PayPal recently announced that it is teaming up with three Bitcoin processors – BitPay, Coinbase and GoCoin – to enable certain retailers to accept the virtual currency.
The new service will initially be geared toward sellers of digital goods, such as MP3 downloads and online games, and will be limited to merchants in North America and Canada, though PayPal’s Scott Ellison, senior director of corporate strategy revealed that the company’s strategy would evolve over time, writing that “we’re proceeding gradually, supporting Bitcoin in some ways today and holding off on other ways until we see how things develop.”
Ellison went on to explain that PayPal’s choice of partners was influenced by its joint commitments of offering safer payment methods to sellers as well as to its own customers.
PayPal will not however be adding Bitcoin to its own digital wallet, or processing such payments through its secure platform.

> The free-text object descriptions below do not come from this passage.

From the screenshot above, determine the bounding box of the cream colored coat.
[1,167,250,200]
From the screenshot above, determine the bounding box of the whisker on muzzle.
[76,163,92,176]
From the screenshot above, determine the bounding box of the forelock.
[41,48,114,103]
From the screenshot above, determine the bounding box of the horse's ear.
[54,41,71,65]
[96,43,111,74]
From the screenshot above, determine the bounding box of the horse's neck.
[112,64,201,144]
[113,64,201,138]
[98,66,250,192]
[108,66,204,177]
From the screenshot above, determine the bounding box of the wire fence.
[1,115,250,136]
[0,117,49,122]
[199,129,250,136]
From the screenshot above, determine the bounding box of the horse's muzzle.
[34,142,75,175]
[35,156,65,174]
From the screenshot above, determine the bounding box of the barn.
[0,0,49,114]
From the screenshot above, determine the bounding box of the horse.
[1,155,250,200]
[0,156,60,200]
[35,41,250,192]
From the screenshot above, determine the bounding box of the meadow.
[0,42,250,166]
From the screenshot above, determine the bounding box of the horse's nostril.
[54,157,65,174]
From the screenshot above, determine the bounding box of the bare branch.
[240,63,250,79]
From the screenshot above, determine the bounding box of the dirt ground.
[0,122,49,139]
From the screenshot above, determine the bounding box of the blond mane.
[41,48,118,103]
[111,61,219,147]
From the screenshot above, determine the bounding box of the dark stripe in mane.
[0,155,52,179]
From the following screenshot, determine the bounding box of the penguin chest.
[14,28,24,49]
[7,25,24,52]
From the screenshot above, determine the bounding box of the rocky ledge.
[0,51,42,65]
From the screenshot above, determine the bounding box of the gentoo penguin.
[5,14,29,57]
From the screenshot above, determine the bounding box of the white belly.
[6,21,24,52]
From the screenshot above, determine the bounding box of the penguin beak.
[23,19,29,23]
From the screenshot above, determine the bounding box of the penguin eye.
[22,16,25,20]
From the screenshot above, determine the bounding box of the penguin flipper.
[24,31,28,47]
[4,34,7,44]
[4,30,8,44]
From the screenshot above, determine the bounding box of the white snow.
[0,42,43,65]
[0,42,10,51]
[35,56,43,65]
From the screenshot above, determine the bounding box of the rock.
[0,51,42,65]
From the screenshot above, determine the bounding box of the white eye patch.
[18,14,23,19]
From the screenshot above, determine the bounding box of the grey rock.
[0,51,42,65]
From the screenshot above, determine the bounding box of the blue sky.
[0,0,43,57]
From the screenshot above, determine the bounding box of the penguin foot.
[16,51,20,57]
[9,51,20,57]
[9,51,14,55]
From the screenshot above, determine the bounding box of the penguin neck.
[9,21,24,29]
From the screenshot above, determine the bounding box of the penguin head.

Instead, all Bitcoin payments will be processed entirely by BitPay, Coinbase and GoCoin themselves.
Additionally, PayPal will not accept payments from merchants that pre-sell goods or services that it intends to deliver in the future. The thinking behind that decision is that such organisations can sometimes go bust before orders are fulfilled but after the buyer protection period expires. PayPal, Ellison writes, is committed to protecting its customers and Bitcoin is simply not a viable option where advance payments are concerned.
Ellison also explains how adoption of the virtual currency will be shaped by legislation, noting that “PayPal also needs to follow the laws and regulations in every market we operate. For this reason, virtual currency exchangers and administrators interested in working with PayPal in the future must secure the appropriate licenses and put anti-money laundering procedures in place.”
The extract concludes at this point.